We are infinitely perplexed by debates that arise between camps that should seemingly be in agreement and that are ostensibly working towards the same ends. Of late we have observed an artificially two-sided, black-and-white, green-and-brown debate over edible landscapes vs. ornamental ones. The most die-hard of edible landscape proponents insist that ornamental landscapes are wasteful and useless and that any available greenspace one has should be devoted to growing one’s own food. “Productive landscapes” they refer to them as. And so it goes that productive = good; ornamental = bad. In a flaccid attempt at infusing pop culture into the debate, one blogger went so far as to describe ornamental landscapes as “so ’80s,” in essence ignoring the 4,000+ year history of ornamental gardens. The whole debate recalls the native vs. non-native one in which native = good and non-native = weedy and bad. Black and white, green and brown, with us or against us.

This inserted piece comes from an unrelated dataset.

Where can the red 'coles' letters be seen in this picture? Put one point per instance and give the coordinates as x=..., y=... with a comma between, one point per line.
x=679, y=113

Prairie-inspired front-yard landscape in Plano, TX
But what of those grey areas, and the proverbial areas of the color that green mixed with brown make? What of an ornamental landscape that is chock-full of pollinator-attracting perennials that provide food for the suffering monarch population? What of Perovskia atriplicifolia / Russian Sage, which, while not native to the US, blooms endlessly from June to October, attracts a staggering swath of pollinating bees, is remarkably drought-tolerant, and is completely non-invasive? Within these artificially two-sided debates, there is no room for these questions. It is as if, in an effort to bolster the validity of one’s mission – be it edibles, native plants, government spending, etc. – we feel compelled to eliminate the grey areas altogether, as they may weaken our respective missions or agendas. As a result, people working towards the same end of reducing the impact of humans on the environment are pitted against each other in a debate that shouldn’t be. The truth of the matter is that some people want to grow their own food, and some simply don’t (there’s nothing wrong with purchasing your produce from the farmers’ market, is there?). Some want a wild, all-native landscape, and some want something tidier while still including plants that will attract wildlife. Why we insist on diluting the validity of the sustainability movement through these artificially black-and-white arguments is beyond us.